Soren’s not so bad though, when he isn’t pushing him into the mud or being an ass about the step son thing. Awful jokes. Nothing in common with him. But he wasn’t so bad.

And so Claudia goes and gets someone to deliver food to his room so he doesn’t have to put on his dad’s crown and pretend like he knows what he’s doing, and goes to fetch Soren. Callum takes the opportunity to hide his drawings of King Harrow and start finger combing his hair.

When Claudia drags Soren into his room a servant is already laying the food out on a table, and Claudia’s whispering something into Soren’s ear. Soren has that particular disbelieving baffled look he gets whenever his family talks about magic to him, and keeps darting looks at Callum.

“Seriously?” he asks.

“Seriously,” Claudia says. “Dad said so. And shh!” She turns a dazzling grin over towards Callum. “Hi, Callum!”

Callum waves at her, feeling unbearably awkward. “Hi Claudia… and Soren.”

Soren looks at him strangely for another minute, and then swings his attention over to the food. He brightens at the sight of it. The cooks are clearly trying to put their best foot forwards with the new king, even though Callum would of course never think to replace them. Ezran adores the head chefs jelly tarts.

And now he’s thinking about Ezran. Maybe he should draw him too, so he doesn’t forget his face--

“Aw, stop looking so glum!” Claudia says cheerfully, punching him surprisingly hard in the shoulder. “Dig in!”

And then she’s forcibly ushering him into his chair, Soren settling down to the one at one side of him, Claudia down in the other. Claudia sits with her legs together, Soren with his spread apart. Soren picks up a chicken leg with his bare hand in the presence of royalty with zero thought. Claudia happily follows. Callum stares, stunned at how much she manages to cram into her mouth while still somehow having it be daintily pursed. She looks like a chipmunk.

“Sho I wash thinking,” Soren says, talking with his mouth full.

“Er, Soren, I can’t really understand you,” he says.

Soren swallows his mouthful too early, coughs a bit, hitting his chest, and gulps down some water to ease it down. He burps, but with his mouth closed.

“I was thinking,” he says, “how much are you, like, actually gonna rule, and how much is dad gonna do?”

“What?” he asks.

“Because, like, in the last few days it’s basically been a hundred percent dad making decisions and doing stuff with you moping around and being the figurehead or whatever. Just curious.”

Callum stares at him.

“Soren, be sensitive,” Claudia chides. “His entire family was brutally murdered this week, remember?”

Callum stares at her.

“Oh, um,” she says belatedly, “I’m sure they didn’t feel that much pain!”

He’s not even sure how to respond to this. He numbly takes a drink and tells himself that Ezran isn’t dead. More out of the idea that he thinks he should need it than that he actually does. He’s so incredulous he doesn’t even feel hurt or horrified.

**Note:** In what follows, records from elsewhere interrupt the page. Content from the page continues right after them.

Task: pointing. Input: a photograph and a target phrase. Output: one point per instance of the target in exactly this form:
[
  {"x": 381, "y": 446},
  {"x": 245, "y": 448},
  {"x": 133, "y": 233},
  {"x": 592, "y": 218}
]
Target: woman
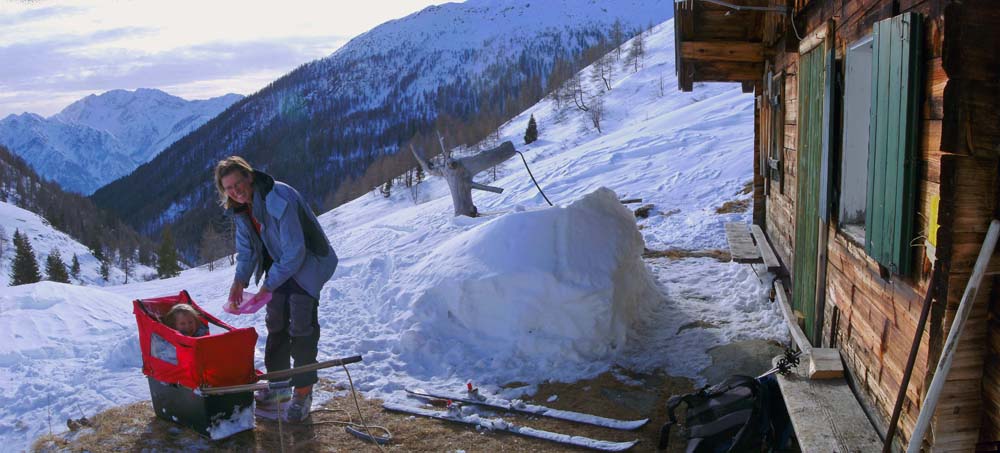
[{"x": 277, "y": 234}]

While he’s been zoned out, it seems like the siblings have been exchanging silent facial expression instead of actual words. They seem utterly fluent in it. He has no idea what’s going on.

“Viren isn’t the king,” he says. “He shouldn’t be doing stuff without-- without at least telling me.”

“Well how’s he gonna tell you stuff with you crying in your room?” Soren asks.

Callum is ninety percent certain that Claudia just kicked him underneath the table. He puts a forkful of food in his mouth to hide the fact that it made him smile on reflex.

“Here’s what I think you should do,” Claudia says. “Take a bath, put on some clean nice clothes, the crown, and then get out there and be all kingly. Between Soren and me we should be able to catch you up on stuff!”

“That’s,” he says, and then has to stop to swallow. “That’s very… helpful, of you.”

Almost like having allies. His heart aches at the idea. He needs some of those so badly.

Claudia’s smiles are so beautiful. When Soren echoes her, a cocky lopsided thing, he’s abruptly struck by how handsome he is.

He looks away, face red.

“We’re happy to help!” Claudia says cheerfully, and then with obvious subtlety elbows Soren in the gut.

“Uh, yeah,” he says, and then glares at Claudia. She gives him a pointed look and there’s something like a realization rolling across his face before he straightens and looks at Callum. He does a little bow, and he’s shocked at it, Soren who’s knocked him into the dirt more times than he can count showing him sincere respect. “You can count on us, your highness.”

 

It turns that Viren has been gearing up to take an aggressive stance against Xadia. They’ve been on the defensive for a while now, but the murder of-- of their king, it makes sense that that would change. It wouldn’t go well with Ezran and Rayla’s mission to return the dragon prince to Xadia and end the war, though.

Callum puts on his elaborate and dark funeral clothes. It’s for his dad, but he doesn’t realize that it could be taken as direct disagreement with Viren about not mourning him for the full seven days until he walks into court and there’s some scandalized gasps and murmuring. He stiffens, forces himself to keep walking, hopes to god that he doesn’t flush.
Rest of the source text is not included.